While I touched on the topic of using IFTTT to backup important emails, we should dive further into backups because well, they are super important. In this case I suggest two backups — one local and one cloud. Or better yet, two in the cloud. Me personally, I use Time Machine and a Western Digital USB drive for my local backups. This is nice because (assuming the drive is plugged in) it backs up in real-time as I work. As for the cloud backups, I use two — SugarSync and Carbonite. SugarSync keeps my important files backed-up, goodies such as my documents folder and my desktop. SugarSync pricing will vary depending on the plan you choose, however they offer 5GB for free and they are available Windows and Mac and on a wide variety or mobile platforms which means you will be able to access your data easily while on the go. In terms of Carbonite, this is $59 per year and backs your data up in real-time. Carbonite also has mobile apps allowing for on-the-go access to your data. Bottom line here, when working with computers it is not a matter of if, but when it will crash and having a backup means you will lose little to no data should something go wrong.
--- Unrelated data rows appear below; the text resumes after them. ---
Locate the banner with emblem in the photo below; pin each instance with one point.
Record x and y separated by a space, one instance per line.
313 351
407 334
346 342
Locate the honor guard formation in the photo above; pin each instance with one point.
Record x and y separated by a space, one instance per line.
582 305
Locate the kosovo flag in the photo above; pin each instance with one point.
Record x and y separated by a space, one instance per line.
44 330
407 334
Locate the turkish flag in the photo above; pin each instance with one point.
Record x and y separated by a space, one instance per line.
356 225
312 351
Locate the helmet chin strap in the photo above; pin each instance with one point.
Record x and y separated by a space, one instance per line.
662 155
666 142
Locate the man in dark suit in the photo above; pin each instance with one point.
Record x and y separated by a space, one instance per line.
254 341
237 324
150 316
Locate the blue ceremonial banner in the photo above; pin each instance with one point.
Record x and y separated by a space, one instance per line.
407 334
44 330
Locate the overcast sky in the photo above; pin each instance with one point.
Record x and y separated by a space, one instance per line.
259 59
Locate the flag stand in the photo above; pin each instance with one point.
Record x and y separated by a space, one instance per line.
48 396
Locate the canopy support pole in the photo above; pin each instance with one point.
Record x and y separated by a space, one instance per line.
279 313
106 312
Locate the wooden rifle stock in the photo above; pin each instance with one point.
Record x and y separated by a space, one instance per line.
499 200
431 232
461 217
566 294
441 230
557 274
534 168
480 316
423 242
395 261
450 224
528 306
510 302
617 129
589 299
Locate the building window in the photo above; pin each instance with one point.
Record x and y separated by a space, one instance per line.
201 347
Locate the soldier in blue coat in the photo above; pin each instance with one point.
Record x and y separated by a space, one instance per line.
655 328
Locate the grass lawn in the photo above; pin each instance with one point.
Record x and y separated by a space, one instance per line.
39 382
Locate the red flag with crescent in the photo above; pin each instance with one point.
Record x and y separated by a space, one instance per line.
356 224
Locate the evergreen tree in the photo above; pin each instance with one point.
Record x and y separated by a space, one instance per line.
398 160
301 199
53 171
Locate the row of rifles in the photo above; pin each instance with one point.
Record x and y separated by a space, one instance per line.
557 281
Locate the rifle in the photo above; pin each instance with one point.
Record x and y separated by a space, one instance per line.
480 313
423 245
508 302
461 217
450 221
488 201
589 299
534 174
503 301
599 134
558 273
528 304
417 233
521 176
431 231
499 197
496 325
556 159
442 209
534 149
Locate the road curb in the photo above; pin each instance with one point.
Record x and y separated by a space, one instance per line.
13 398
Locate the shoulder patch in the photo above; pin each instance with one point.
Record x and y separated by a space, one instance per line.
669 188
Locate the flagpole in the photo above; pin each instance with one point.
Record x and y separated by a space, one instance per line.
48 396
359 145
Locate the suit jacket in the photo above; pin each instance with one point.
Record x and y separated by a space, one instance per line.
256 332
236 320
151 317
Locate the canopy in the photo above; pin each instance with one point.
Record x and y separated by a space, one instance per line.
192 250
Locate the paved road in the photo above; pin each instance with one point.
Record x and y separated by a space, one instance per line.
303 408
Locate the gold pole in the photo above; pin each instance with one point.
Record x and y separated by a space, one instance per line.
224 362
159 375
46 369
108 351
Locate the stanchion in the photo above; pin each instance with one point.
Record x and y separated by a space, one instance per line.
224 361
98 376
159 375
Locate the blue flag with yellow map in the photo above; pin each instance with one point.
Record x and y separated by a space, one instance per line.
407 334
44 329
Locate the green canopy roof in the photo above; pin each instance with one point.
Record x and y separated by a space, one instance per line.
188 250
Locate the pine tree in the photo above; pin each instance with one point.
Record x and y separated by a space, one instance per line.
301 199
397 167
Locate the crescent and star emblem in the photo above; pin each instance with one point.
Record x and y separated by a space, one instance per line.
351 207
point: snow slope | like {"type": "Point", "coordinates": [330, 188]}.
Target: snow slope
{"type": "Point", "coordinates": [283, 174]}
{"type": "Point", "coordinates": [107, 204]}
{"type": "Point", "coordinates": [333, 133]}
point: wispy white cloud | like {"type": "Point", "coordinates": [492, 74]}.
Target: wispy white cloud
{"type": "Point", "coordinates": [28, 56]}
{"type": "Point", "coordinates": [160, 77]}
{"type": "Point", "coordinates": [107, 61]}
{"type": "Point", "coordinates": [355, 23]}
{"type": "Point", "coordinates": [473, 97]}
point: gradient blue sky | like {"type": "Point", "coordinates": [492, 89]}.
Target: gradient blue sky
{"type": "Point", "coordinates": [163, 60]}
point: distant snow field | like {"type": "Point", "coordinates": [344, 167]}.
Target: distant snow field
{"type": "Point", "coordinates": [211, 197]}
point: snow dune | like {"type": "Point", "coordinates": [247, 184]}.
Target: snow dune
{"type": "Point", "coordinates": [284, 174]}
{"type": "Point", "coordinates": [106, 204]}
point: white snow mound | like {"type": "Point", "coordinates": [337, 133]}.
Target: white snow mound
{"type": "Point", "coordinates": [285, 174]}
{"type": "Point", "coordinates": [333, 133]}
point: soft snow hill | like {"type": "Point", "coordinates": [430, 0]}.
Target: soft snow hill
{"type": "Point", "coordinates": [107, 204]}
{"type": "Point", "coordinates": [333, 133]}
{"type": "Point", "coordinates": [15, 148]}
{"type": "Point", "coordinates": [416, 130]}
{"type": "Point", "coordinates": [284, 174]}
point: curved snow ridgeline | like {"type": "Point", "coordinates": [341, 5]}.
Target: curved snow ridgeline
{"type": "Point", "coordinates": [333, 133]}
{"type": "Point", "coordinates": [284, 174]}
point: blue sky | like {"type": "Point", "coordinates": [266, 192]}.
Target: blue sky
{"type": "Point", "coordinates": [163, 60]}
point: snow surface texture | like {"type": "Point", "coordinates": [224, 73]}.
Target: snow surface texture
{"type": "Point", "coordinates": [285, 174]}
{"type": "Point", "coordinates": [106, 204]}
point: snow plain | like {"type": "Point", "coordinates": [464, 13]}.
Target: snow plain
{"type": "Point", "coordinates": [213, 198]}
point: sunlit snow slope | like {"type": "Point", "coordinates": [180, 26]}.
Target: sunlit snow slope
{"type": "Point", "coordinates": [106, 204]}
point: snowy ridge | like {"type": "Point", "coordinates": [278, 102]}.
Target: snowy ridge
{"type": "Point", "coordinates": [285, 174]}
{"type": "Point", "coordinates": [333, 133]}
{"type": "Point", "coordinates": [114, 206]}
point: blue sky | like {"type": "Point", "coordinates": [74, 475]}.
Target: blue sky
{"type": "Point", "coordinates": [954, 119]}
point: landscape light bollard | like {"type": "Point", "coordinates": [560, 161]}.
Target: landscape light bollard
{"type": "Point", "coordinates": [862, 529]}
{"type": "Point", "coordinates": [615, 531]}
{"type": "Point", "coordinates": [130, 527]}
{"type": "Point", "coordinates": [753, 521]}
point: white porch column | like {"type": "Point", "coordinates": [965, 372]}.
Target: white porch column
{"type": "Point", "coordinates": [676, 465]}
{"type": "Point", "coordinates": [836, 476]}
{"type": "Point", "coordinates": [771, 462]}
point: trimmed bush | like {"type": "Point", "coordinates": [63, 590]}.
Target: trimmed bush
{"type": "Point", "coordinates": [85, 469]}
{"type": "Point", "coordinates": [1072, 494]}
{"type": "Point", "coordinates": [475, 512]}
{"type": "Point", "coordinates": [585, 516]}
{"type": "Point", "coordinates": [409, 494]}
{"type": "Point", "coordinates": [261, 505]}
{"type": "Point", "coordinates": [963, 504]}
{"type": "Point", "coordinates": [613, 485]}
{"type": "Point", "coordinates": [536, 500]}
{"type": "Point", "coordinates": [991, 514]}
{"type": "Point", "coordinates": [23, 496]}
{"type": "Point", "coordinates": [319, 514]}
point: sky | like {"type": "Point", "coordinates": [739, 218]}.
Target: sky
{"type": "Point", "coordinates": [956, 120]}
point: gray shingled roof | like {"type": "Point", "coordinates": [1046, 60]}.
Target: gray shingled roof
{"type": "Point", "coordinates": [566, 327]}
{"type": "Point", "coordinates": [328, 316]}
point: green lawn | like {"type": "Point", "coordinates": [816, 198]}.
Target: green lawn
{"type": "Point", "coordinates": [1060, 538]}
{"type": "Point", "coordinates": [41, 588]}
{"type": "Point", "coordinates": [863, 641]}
Finally something for a little fun, a little downtime. In this case I actually suggest two — a tablet and an ereader. Personally, while you can read on a tablet using a (enter your favorite) reader app, I prefer the display and free of distractions experience that you get on a dedicated ereader. And because I am suggesting two devices, I am going to avoid the iPad. I say go with a Nexus 7 and a Kindle Paperwhite. The Nexus 7 is $199 or $249 depending on storage (8GB or 16GB) and is running the latest in Android — 4.1 Jelly Bean. The Nexus 7 is great for all around entertainment to include audio, video, web surfing and even gaming. Finally, while I am still sporting a previous generation Kindle, if I were buying today it would be the Paperwhite for $119. Of course, if money is an issue, the lower priced Kindle (for $69) will still provide a great reading experience.